@Powell
Są tam dwie elektrody w postaci płytek, którymi wyłożona jest "podłoga" w tym urządzeniu. Gdy szczur zacznie włazić do środka, to nadepnie na pierwszą płytkę, która uruchamia urządzenie. Gdy wejdzie głębiej w kierunku przynęty i nadepnie na drugą płytkę, to wtedy załącza się obwód elektryczny i przez szczurka, który staje się przewodnikiem, przechodzi prąd o napięciu kilku tysięcy voltów.

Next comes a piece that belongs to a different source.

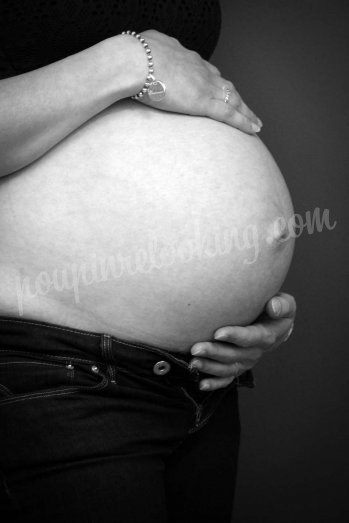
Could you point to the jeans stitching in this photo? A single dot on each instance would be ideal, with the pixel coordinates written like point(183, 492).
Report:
point(49, 356)
point(48, 326)
point(56, 392)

Mam to urządzenie ale nie zdaje rezultatów. Myszy się łapią bez problemów, bo mysz jest głupia, ale szczura jeszcze nigdy nie złapałem. Szczur to cwana bestia, wyczuje niebezpieczeństwo i nie wejdzie do środka za cholerę. Próbowałem to nawet myć po każdej złapanej myszy, tak jak zaleca producent, ale i tak szczury nie wchodzą do środka. Poza tym te płytki z czasem zaczęły rdzewieć od płynów, które wydobywały się z martwych uśmierconych myszy (wiadomo, że w momencie śmierci puszczają zwieracze i pęcherz moczowy) i z tego powodu pułapka nieraz sama się załączała, mimo że w środku nic nie było. Także z mojego doświadczenia nie polecam tego urządzenia do likwidacji szczurów.